Review: “Cesar Chavez” Brings Activist’s Struggle to Life

By Hannah Smith-Rodgers, Luke Stanton
April 1, 2014

Cesar Chavez is known by many as a hero in the fight for basic human rights because of how he started the National Farm Workers Association in 1962 to fight for the rights of farm workers to unionize.

Diego Luna’s film “Cesar Chavez” follows Chavez (played by Michael Peña) as he establishes the NFWA and chronicles their fight for the rights of farm workers.

The film opens with migrant workers in the fields, working tirelessly. Chavez approaches one of the men, offering to help him, but the man says no and demands that he leaves. As Chaves walks away from the field, a truck driven by field overseers asks him why he was talking to the workers.

The film then cuts to Chavez resolving to help the farm workers and taking his family to Delano, Calif., where he and Dolores Huerta (America Ferrera) start strategizing the fight for farm worker’s rights.

They, along with their friends and family, protests against farm owners. Dolores even is thrown into jail for chanting huelga (strike) at police officers.

The film does a good job of showing how much strain farm work puts on families.

The main conflict presented in the film is the NFWA’s fight to secure rights for workers in the grape fields from grape growers led by Bogdanovich (John Malkovich).

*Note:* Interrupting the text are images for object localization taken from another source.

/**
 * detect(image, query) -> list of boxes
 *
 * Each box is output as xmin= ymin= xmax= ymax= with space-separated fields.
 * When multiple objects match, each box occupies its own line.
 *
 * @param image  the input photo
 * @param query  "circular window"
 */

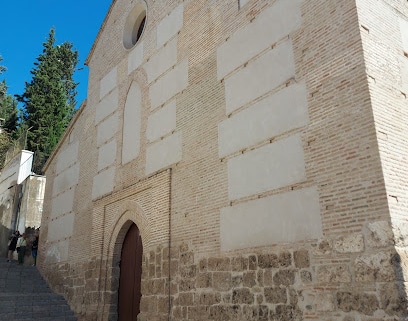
xmin=123 ymin=2 xmax=147 ymax=49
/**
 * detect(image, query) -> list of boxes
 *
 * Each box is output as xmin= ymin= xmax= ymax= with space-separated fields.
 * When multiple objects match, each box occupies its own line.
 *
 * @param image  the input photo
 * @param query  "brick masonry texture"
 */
xmin=38 ymin=0 xmax=408 ymax=320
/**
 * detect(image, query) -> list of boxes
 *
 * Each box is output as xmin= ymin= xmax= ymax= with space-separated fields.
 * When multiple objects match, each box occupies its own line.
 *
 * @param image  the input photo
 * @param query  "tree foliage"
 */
xmin=0 ymin=81 xmax=19 ymax=136
xmin=0 ymin=131 xmax=11 ymax=169
xmin=17 ymin=28 xmax=78 ymax=169
xmin=0 ymin=56 xmax=19 ymax=169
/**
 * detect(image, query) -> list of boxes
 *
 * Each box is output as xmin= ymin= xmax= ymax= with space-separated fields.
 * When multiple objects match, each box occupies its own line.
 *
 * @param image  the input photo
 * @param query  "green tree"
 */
xmin=0 ymin=55 xmax=8 ymax=111
xmin=0 ymin=81 xmax=19 ymax=136
xmin=17 ymin=28 xmax=78 ymax=168
xmin=0 ymin=56 xmax=19 ymax=169
xmin=0 ymin=131 xmax=11 ymax=168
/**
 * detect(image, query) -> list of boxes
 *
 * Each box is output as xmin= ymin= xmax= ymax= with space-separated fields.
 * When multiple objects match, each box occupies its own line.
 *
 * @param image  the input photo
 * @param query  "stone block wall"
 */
xmin=40 ymin=219 xmax=406 ymax=320
xmin=137 ymin=233 xmax=405 ymax=321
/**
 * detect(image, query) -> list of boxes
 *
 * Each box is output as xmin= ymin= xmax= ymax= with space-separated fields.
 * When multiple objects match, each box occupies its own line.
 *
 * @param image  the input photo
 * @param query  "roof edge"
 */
xmin=85 ymin=0 xmax=117 ymax=66
xmin=42 ymin=99 xmax=87 ymax=173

The film does a great job at showing the lengths Chavez will go to adhere to nonviolence, even fasting until every member of the NFWA signs a nonviolence contract.

This portrayal of Chavez’s fight was greatly anticipated and needed. Luna created a film that will spark the minds of many people who had no idea who Cesar Chavez was. With its all-star cast, Luna’s film sheds light on an American hero who changed the lives of America’s most dutiful and hardworking people.